Sunday, August 18, 2013

i figured out why i sometimes see ducks on the freeway

It’s because there is a river in L.A. I knew this, of course. I saw Chinatown, and I’ve stood on various overpasses watching water trickle between the famous cement banks. I also know that there’s a lot of talk about revitalizing the river, and that now you can legally kayak parts of it.

I even wrote a very short, near-future short story in which the river’s natural flood planes have been restored. No one is allowed to live there for safety reasons, so naturally a bunch of shantytowns spring up there and get wiped out every time it rains.
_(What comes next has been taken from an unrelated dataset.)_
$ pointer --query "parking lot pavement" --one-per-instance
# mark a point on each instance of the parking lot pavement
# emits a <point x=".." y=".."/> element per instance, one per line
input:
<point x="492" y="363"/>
But it didn’t really register that we had a river until I biked a giant piece of it today with AK, Pedro, Alberto and Alberto’s new friend Andrea. Alberto was unemployed for a while, and he used a lot of that time to get in superhuman shape. Sometimes he pushed himself too hard and blew out a joint. Again, my alleged perfectionism fails here—I’ve been exercising frequently, but I’m never the person who does a bunch of cardio before yoga class, you know?

Rollin' on the river.
I held my own as we wound through the Elysian Valley, humble homes and car repair shops on one side of us, river on the other. It was really a river, with islands of trees and brush, and long-necked water birds that had an endangered look about them. (The ducks didn’t look endangered. I have a soft spot for hardy, fat, invasive urban species, maybe because I’m a member of one.)
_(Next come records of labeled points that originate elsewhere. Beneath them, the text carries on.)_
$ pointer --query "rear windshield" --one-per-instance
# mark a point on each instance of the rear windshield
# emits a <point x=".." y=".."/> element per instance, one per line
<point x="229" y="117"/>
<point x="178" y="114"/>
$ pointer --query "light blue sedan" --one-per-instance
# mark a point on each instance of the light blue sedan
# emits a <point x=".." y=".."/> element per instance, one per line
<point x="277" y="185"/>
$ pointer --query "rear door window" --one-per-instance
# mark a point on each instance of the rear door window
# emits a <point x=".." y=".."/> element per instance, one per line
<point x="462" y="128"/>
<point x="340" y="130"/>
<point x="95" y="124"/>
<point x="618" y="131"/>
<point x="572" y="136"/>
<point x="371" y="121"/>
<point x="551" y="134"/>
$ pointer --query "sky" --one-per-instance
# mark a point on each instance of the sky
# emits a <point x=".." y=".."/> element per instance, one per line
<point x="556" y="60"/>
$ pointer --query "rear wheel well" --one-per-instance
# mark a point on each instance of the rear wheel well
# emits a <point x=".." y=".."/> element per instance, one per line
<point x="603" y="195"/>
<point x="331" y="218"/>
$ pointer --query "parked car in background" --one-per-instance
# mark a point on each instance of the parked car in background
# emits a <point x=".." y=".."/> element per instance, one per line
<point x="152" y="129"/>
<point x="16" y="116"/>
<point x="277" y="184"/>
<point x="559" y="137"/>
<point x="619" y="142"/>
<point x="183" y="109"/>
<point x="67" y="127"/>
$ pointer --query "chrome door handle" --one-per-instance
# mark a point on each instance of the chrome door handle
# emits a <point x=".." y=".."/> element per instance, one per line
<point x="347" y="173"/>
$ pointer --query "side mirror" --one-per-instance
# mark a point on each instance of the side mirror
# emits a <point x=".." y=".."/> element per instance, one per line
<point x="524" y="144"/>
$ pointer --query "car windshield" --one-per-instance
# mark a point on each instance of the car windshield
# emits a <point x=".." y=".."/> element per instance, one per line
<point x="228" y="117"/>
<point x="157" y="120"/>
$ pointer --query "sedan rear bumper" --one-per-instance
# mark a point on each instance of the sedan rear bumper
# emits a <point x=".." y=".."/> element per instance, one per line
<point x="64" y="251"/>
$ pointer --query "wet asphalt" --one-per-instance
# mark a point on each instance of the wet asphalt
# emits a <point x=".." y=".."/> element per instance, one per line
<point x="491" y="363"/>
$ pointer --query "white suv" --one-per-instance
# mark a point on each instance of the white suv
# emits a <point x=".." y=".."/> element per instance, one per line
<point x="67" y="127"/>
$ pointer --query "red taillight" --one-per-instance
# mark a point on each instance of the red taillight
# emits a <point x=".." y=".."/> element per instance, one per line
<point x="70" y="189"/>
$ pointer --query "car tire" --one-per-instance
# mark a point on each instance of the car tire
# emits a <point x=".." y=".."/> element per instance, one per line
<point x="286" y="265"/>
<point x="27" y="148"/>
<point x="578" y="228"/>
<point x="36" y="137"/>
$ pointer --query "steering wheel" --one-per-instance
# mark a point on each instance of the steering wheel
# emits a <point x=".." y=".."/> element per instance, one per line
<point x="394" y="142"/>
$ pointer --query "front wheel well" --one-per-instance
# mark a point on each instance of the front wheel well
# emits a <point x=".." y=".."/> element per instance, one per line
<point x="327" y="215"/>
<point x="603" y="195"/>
There’s still a no-man’s-land quality to the area, even though it was well populated with bikers, joggers and at least one fisherman, whom I’m a little worried about. The greenery is punctuated by power lines. The backdrops are train yards and freeways. But we did see a brigade of kayakers, and it’s easy to imagine this as hot property in a few years, the junk yards giving way to artisanal olive oil shops.

Department of water and power lines.

Part of me was all excited to tell people Hey, check out the river! But that was dumb—because the birds and the three-eyed fish and the coyotes and the people in the small tagged-up houses already knew about it, and because excitement about semi-ruin is usually the first stage of gentrification.

We rode to the eastern (I think) edge of Griffith Park and ate fruit and veggies and some great couscous salad Andrea made. With baby carrots in hand, I befriended a pair of local rabbits. One was white, one was horchata-colored and both were clearly not native. Griffith Park is a terrible pet-dumping ground, and I worried about what might happen to pale bunnies who didn’t blend into the brush once the sun went down. But at least they would have a good meal before the coyotes got them.

A feast fit for a bunny.
“I think they’re doing fine,” Pedro said. “They look like they could skip a meal, if anything.”

The trip back passed quickly, the way returns always do. The river spat us out on Figueroa, and it was a little disorienting to be back in the land of gas stations and Home Depots. But also nice—within a block of our house, we could get a beer, a smoothie and a patch for AK’s bicycle tire. We felt rich.